I stopped trying to dissect the undertow, to understand it, in order to expel it. Instead, I tuned into it and turned toward it. I felt it on its own terms.
And then, for the first time, I spontaneously had the thought, what if the undertow always comes back? I realized I might never succeed it banishing it, but, at the same time, like that SAME INSTANT, I saw that I didn’t have to banish it. Because it also always went away. If I just let it be and experienced it, it would flow out of my life the way that it came. I had had countless days of undertow in my life, but I’d also almost always woken up the next day fine again. Somehow I’d never noticed that until this moment. I could live with it. I didn’t have to banish it. It was just a negative, weirdly metallic feeling in my body.
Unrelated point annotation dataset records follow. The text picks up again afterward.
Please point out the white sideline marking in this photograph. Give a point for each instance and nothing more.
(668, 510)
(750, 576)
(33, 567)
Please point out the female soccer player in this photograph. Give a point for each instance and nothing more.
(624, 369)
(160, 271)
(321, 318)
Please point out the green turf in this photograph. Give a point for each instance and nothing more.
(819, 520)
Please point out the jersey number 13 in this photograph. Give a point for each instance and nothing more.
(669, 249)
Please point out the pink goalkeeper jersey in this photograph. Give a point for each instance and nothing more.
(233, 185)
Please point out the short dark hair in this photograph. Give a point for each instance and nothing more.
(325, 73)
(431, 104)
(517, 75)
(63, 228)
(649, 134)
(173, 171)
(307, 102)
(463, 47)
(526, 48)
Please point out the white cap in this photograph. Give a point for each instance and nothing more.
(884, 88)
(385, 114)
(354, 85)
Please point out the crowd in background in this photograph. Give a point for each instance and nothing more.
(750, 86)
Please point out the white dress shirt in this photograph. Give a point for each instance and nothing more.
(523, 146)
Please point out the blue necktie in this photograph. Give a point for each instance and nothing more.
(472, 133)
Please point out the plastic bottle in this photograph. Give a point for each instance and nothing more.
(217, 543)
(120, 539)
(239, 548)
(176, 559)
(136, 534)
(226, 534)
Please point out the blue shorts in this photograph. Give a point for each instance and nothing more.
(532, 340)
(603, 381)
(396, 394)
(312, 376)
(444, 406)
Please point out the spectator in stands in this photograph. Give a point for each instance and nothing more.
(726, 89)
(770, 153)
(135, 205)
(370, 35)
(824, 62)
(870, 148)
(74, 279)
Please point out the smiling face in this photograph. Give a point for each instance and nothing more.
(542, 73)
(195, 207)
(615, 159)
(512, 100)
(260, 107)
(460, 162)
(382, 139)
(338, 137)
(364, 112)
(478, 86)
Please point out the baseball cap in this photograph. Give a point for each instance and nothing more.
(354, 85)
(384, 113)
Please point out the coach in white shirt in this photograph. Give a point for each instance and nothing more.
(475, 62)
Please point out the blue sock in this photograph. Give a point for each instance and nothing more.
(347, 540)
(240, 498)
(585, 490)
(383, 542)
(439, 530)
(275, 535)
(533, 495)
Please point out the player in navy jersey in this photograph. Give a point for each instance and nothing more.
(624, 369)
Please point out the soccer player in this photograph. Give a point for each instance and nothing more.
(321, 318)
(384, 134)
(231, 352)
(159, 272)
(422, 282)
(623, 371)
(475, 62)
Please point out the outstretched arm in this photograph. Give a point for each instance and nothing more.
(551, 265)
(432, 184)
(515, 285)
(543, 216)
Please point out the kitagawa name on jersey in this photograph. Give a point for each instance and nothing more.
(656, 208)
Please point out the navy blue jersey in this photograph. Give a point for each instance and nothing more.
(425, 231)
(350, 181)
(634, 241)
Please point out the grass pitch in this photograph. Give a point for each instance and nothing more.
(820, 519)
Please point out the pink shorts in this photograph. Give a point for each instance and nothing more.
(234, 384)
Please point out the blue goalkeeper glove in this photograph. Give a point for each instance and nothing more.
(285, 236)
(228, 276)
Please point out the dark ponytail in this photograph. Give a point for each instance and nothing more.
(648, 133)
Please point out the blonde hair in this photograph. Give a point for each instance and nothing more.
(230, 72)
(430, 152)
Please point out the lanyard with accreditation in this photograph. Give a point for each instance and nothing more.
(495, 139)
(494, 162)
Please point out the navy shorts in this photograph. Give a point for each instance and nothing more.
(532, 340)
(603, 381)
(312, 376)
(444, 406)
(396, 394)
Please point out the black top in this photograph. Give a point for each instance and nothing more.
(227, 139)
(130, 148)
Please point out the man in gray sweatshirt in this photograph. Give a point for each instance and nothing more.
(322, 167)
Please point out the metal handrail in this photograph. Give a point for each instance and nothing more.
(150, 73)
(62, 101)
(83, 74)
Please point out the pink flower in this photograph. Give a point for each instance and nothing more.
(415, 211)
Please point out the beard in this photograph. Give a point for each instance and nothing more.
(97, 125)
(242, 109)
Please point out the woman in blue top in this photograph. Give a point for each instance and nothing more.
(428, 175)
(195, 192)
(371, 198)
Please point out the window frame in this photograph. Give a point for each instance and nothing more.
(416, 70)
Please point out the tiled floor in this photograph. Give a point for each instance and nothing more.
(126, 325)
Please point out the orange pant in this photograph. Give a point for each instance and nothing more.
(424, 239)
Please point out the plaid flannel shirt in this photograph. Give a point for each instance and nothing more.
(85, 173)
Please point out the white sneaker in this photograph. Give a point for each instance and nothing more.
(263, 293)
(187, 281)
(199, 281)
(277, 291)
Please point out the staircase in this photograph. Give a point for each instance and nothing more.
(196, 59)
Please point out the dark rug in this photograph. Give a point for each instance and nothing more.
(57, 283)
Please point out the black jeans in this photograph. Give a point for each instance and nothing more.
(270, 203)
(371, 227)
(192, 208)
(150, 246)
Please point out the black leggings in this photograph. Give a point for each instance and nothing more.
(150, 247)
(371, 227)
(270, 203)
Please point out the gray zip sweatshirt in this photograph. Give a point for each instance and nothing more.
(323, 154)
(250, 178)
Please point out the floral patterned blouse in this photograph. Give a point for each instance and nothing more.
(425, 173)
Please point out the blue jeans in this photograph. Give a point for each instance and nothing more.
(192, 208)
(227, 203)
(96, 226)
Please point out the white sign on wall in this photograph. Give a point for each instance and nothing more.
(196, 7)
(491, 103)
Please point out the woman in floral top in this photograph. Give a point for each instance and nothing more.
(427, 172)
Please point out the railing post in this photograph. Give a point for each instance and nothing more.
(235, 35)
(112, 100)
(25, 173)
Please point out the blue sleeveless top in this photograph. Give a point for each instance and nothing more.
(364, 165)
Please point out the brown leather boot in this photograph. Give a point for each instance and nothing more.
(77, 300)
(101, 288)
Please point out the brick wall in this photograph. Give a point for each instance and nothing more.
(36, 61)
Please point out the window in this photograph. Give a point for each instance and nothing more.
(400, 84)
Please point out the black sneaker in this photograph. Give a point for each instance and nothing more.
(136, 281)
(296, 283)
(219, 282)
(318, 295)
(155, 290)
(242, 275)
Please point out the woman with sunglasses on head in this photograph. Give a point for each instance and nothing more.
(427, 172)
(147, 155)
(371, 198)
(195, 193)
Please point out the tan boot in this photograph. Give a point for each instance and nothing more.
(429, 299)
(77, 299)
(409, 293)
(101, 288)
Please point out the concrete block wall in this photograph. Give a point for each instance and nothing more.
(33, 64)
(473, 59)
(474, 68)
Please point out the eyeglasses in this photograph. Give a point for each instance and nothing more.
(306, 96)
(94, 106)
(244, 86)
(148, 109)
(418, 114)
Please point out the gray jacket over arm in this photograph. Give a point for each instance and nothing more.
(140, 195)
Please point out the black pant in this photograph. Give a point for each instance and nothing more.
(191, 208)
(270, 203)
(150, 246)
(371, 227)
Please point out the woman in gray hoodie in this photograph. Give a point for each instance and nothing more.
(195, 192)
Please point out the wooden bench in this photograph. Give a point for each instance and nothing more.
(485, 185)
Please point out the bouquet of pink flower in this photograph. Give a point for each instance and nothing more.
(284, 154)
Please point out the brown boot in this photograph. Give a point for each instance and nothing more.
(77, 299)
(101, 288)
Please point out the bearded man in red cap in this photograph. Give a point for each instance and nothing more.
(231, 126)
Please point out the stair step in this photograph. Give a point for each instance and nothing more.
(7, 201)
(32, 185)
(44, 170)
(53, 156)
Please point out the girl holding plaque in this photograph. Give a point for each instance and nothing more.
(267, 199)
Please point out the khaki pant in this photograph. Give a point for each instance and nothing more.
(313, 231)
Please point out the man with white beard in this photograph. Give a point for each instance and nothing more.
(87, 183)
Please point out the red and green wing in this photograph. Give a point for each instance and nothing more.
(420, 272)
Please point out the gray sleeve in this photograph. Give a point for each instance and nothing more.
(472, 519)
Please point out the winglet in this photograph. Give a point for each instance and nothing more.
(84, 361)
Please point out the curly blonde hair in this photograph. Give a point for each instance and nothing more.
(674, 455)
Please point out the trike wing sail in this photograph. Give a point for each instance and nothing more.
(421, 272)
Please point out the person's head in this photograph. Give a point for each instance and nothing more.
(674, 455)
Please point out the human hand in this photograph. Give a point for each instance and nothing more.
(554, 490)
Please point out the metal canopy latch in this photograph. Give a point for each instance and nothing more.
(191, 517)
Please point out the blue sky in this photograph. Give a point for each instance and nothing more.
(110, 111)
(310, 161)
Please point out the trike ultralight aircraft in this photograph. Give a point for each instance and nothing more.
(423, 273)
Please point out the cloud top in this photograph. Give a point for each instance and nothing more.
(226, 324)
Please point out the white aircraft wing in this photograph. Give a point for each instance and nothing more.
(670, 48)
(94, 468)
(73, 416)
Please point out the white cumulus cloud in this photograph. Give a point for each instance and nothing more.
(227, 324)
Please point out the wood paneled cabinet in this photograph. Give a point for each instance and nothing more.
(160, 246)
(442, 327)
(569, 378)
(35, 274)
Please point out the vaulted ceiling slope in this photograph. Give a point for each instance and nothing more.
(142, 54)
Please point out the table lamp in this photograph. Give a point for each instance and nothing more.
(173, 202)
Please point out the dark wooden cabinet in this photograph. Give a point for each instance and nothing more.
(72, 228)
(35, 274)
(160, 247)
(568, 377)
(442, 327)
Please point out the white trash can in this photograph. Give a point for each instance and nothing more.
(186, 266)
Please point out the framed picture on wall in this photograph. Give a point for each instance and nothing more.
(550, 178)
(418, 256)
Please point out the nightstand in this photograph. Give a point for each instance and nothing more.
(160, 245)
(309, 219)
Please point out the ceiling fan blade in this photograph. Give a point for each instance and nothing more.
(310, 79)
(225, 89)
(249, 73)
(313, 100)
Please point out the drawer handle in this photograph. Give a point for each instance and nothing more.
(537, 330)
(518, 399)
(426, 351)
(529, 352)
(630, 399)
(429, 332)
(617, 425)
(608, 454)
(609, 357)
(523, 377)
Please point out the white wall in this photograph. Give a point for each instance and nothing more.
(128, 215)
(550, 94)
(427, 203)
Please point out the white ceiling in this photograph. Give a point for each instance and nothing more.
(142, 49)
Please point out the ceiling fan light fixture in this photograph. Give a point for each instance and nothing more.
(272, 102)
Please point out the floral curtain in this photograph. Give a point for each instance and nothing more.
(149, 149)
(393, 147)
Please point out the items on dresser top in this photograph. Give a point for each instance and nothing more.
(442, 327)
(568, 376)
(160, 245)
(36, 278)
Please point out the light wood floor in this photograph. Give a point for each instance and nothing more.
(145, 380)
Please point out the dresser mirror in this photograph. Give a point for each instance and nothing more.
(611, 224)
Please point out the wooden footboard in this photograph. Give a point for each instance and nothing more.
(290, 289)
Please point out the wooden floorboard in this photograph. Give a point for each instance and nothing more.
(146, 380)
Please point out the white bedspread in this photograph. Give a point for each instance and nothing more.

And once I realized the undertow could always come and I’d still be OK, that I could still have a good life, I instantly felt lighter. The feeling didn’t go away, but it was as if I was now cupping it in my hands, watching it and staying with it, rather than feeling its foot on my neck, pushing me down. And the next day, I woke up fine, just as I had so many times in the past.
I remember the first time I heard a Buddhist psychotherapist recommending that we accept some negative thought patterns and emotions as always likely to be with us in some form. I was fucking furious! I hadn't spent all this time and money on therapy and coaching and everything else just to keep feeling this way. What I didn't recognize then was there was a huge change, just not the one I had been assuming I had to create. Even though the undertow returned on occasion and stayed for a bit, I changed my feelings about it, and that changed everything.
Once I could make space for it and observe it rather than judgment myself for still feeling, didn't matter that the undertow was the same. It was still itself, but I was different.